Anyway, church was beautiful as always. :D

Maybe it’s partially true… but I feel that it’s not just that. It’s the fact that you have enough faith to believe in the unseen, to believe in miracles, to believe that God is always there for you, and that you’ll never be alone. To feel that life is so much more than the daily mundane things we do, or our worries, our obstacles. To feel that life actually has a purpose. We don’t only exist/live because of ourselves.

I live, because God created me. If He didn’t do that, I wouldn’t even be sitting here typing this, wouldn’t even be on this Earth.

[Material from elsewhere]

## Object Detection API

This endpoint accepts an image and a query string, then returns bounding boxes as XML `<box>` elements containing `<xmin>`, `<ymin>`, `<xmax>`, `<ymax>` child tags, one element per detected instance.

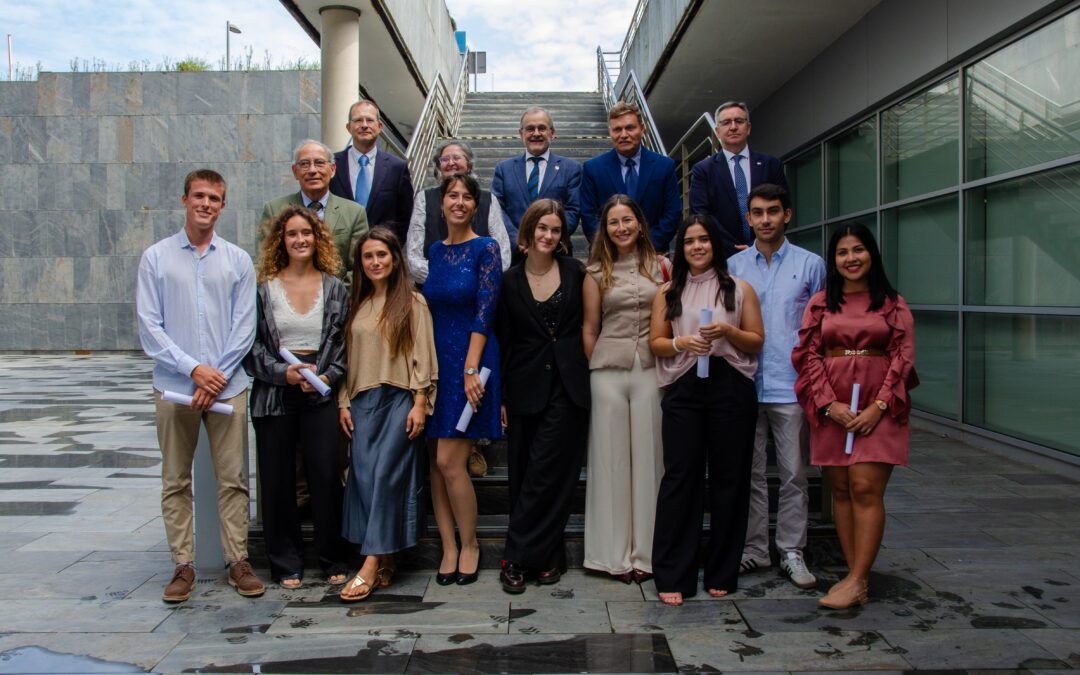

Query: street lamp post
<box><xmin>225</xmin><ymin>21</ymin><xmax>240</xmax><ymax>70</ymax></box>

And the priests are so cute haha. When they went down to sprinkle holy water on us, Fr Edward came by our side, but I only felt a little. Then Fr Albert went down the other side, which is like one entire row away from us, like a few metres. But yet he sprinkled it with such force that we were drenched. HAHA I really felt so many drops of water and the back of my head get totally splashed

And Fr Albert went back and then sprinkled each altar boy individually haha. Then he went up to some of them and rly sprinkled directly in their faces, which made my family and a few others in the congregation laugh non-stop. (Y) And then the ending part too haha. Too cute. Really love my parish church, Church of the Holy Trinity ^^

Okay, that’s about all I wanted to say. And it’s 1am right now, so accurate o.o But I’ve to add one last thing. I’m glad I chose to write about the depressing stuff first, then the happier ones. :D If not, I’ll prolly be sitting here crying instead of feeling better about things.

K one more last thing to end, its the last I promise! Live, laugh, love. Cherish every moment, heck, LIVE FOR THE MOMENTS. Lol, all these sound so cliche but they’re true. And appreciate and love all the people by your side, before one day it gets too late and you don’t even get to see them anymore.